— Посмотри, — сказала она тогда, широким взмахом руки обводя толпу. — Они все живые… живые. Это ведь не призраки.
Они съехались с разных континентов, принося с собой черты множества рас и традиций. Там были евреи с Востока и с Запада, белые, черные, желтые, краснокожие, вплоть до совсем таинственных кочинских евреев из Малабара, чьи глаза, чудилось, созерцали иные небеса, не говоря уже о существах, пришедших прямо из легенды: о фалашах, эфиопских евреях, чьи предки видели саму царицу Савскую, и о евреях из Гарлема, пронесших на своих плечах два самых тяжелых наследия векового угнетения: жизнь вдали от родной земли и рабство. Сара говорила, что Израиль — это прежде всего место, где все рассеянные по лику земли изгнанники обретали общую идентичность. Но он становился собственной историей каждого из них, не умиравшим до конца прошлым, от которого их оторвали. Сюда пришли Каир, Багдад и Тегеран, тут были обитатели еврейских кварталов Магриба и носители множества воспоминаний об арабской культуре, а также уроженцы Парижа, Берлина, Нью-Йорка и, разумеется, самой Палестины, где евреи никогда не переставали обитать, несмотря ни на что, пока той землей правили римляне и византийцы, арабы, египтяне, мамелюки, турки и англичане. Тут собралось всепланетное племя: все происходило так, будто прошлое Земли целиком вывалилось на этот лоскут земли и по простому стечению обстоятельств объединило в единый ком противоречия современной реальности. Свершилось то, чего желали еще древние: структура тела государства Израиль соответствует строению самого мира. Молодые люди в капотах с длинными шелковистыми бородами проносятся в тени стены, бросая внимательные взгляды на паломников и ища какую-то видимую глазу деталь, по которой можно угадать Мессию. Другие перво-наперво сосредоточиваются на жалком горемыке в лохмотьях, хмуро сидящем в уголке: не сказано разве, что Мессия явится в обличии бедняка?

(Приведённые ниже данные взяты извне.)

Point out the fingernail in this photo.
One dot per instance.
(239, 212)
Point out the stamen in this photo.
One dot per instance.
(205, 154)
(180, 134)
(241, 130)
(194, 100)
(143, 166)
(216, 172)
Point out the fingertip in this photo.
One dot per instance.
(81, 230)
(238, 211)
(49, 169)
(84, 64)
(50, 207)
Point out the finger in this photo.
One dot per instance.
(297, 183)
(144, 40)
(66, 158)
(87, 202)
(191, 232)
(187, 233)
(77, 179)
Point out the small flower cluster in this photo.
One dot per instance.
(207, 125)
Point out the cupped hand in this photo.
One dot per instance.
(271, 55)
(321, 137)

У ворот Иерусалима они повстречали хасида с невинными глазами, который танцевал, раскинув руки, и сказал им:
— Как и все в этом мире, я жду Мессию.
На что Хаим ответил:
— Думаю, что ждет-то Мессия: он ожидает, когда мы что-то поймем…
— Может быть, может быть. Но для всего мироздания необходимо, чтобы он пришел.

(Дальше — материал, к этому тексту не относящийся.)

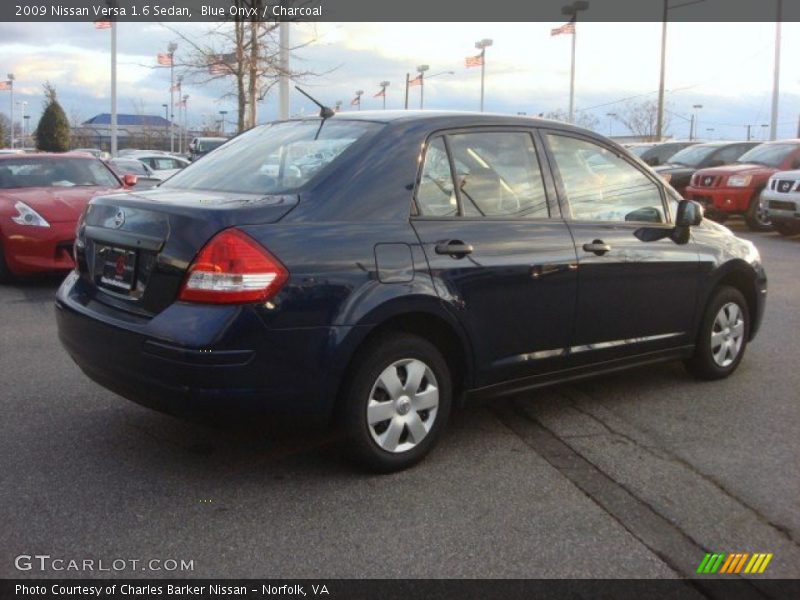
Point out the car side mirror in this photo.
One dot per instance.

Когда Сара повествовала обо всех этих фантасмагориях, на ее губах играла экстатическая улыбка, из чего следовало заключить, что она испытывает неодолимую тягу к небу и земле этой страны и полна решимости посвятить ей целиком свою юную жизнь.
На дне ее ультрасовременной расшитой бисером сумки имелся маленький истрепанный молитвенник с загнутыми уголками, некогда принадлежавший Рахели, теперь она быстро его листала, пытаясь утолить нетерпение, страх, навязчивое ожидание, что мир вокруг нее однажды не устоит и обрушится. А потом она, смеясь, снова отправлялась брать приступом эту жизнь.

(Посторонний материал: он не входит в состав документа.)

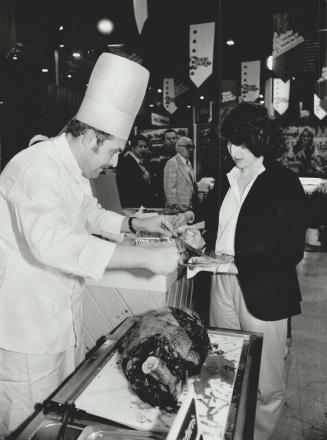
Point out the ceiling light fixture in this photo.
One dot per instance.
(105, 26)
(269, 62)
(116, 45)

Обосноваться они решили в Тель-Авиве, и Сара быстро обросла маленьким кружком знакомых; они собирались в кафе на улице Дизенгоф, шутили, спорили, рассуждали о навязчивых страхах, заполнявших город. Там был некто Ицик, молодой человек с львиной гривой, который много чего повидал в своей жизни, но не переставал удивляться насилию, как ребенок.
— Нет, еврейский народ не создан для насилия, — радостно объявлял он, приходя в экзальтированное состояние духа. — Нам вот уже двадцать пять лет навязывают войну и считают нас милитаристами, а наши солдаты — это всего лишь штатские в униформе. Секрет их побед очень прост! — восклицал он. — У них самый лучший генерал, он ведет их в бой, и это не Даян, Рабин или Шарон. Его имя — Эйн Брейра, что значит: «Выбора нет».
Пытаясь разрядить напряженность, Сара предлагала вниманию компании какой-нибудь эпизод из новостной хроники, например находку в США черепа палеоевропейской формы, датированного почти сотней тысяч лет. Индейцы потребовали закопать его поглубже без дальнейших изысканий: предание и инстинкт говорили им, что это не кто иной, как их предок.
— Эти индейцы так же любят подлоги, как самый последний модный историк наших дней! — заключила она.
— Подтасовками занимались всегда и везде, — подхватил один из собеседников, — это началось с первым вздохом Адама: одному Богу известно, каких баек он мог наплести своей невесте.